The cramping move 3 e5 has a great many advocates, but the argument against this system is that White's pawn chain is rigid and susceptible to undermining tactics. Black initiates a strong counterattack on the base of the pawn-chain by 3...c5, followed by Nc6 and Qb6, when White finds himself defending a centre that has lost its flexibility. (81)Chernev correctly identifies one of the resources that Black has to attack White's pawn center, but the cramping effect on Black's position should not be underestimated. The Advance Variation, in my opinion, is one of several principled ways to meet the French. Moreover, the strongest player who I have played OTB employs it. It is an opening that has forced me to play my best chess. Contrast Chernev's view with a more modern perspective.
The best way to learn the genuine French Defense is by playing the Advance Variation -- 3.e5, the most natural move for White, which closes the centre immediately and gains space.Chernev's Logical Chess: Move by Move must be read critically. The process of studying the book thoroughly, both absorbing its lessons and challenging its faults, should be beneficial to any club player wishing to improve. I heartily recommend this book to advanced beginners who understand rudimentary tactics, as well as to players up to and including my current strength (strong A Class).
Viktor Moskalenko, The Flexible French (2008), 9.
Update 20 February 2013
See "Chernev's Errors" for detailed analysis of one game that highlights the strengths and weaknesses of his guidance to the aspiring player.
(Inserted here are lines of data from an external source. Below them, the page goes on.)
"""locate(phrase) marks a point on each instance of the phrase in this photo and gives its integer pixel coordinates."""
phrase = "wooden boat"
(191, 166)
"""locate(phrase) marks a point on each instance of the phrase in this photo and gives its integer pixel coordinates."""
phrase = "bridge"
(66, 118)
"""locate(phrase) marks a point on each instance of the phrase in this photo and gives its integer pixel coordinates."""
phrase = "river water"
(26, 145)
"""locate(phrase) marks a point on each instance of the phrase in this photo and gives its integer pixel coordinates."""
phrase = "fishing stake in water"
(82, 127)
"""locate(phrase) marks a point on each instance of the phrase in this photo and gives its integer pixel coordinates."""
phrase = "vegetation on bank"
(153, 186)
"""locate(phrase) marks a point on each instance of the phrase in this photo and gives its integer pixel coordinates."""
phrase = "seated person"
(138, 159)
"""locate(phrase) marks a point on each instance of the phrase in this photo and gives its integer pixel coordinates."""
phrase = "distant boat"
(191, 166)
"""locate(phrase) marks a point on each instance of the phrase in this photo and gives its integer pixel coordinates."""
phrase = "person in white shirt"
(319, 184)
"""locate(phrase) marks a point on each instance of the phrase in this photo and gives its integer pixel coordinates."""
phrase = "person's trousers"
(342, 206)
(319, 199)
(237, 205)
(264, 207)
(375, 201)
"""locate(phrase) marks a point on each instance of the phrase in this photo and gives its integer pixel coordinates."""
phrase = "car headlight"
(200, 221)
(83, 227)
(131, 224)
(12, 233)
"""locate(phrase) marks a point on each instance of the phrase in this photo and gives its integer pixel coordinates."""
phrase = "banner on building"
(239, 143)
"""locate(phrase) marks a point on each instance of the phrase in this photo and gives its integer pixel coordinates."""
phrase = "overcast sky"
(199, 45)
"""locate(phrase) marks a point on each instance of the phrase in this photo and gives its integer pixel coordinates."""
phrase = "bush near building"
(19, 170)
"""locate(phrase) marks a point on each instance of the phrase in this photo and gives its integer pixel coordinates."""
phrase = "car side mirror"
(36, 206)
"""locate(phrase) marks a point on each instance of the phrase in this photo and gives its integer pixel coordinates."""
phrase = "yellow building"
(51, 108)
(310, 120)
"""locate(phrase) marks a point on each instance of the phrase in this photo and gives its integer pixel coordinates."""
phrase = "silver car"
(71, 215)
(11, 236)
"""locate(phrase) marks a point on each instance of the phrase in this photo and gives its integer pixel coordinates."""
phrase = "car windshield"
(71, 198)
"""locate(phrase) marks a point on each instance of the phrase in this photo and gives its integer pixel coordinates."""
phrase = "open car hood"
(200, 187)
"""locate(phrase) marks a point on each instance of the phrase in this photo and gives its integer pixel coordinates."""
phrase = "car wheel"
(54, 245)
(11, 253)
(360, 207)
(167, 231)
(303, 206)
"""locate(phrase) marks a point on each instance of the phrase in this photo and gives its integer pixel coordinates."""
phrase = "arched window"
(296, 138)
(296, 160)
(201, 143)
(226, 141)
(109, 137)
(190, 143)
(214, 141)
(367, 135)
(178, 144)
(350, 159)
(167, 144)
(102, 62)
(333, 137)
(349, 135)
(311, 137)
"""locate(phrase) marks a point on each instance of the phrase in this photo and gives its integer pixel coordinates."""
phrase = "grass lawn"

*In the early 1980s, I drifted away from my youthful interest in chess. With my first son on his way and money tight, I sold half of my chess books in order to buy a history book that seemed particularly useful to me at the time. Now, I regret having parted with two RHM Press classics: the tournament books for San Antonio 1972 and the 1973 Soviet Championship. I may also have parted with a copy of Logical Chess, but my memory is less clear on that point. Happily, I hung onto the tournament book for Wijk aan Zee 1975, the selected games of Svetozar Gligoric, and the collected games of Anatoly Karpov. There are others that I parted with, and others that I retained. Logical Chess was not among the five that I consider most significant.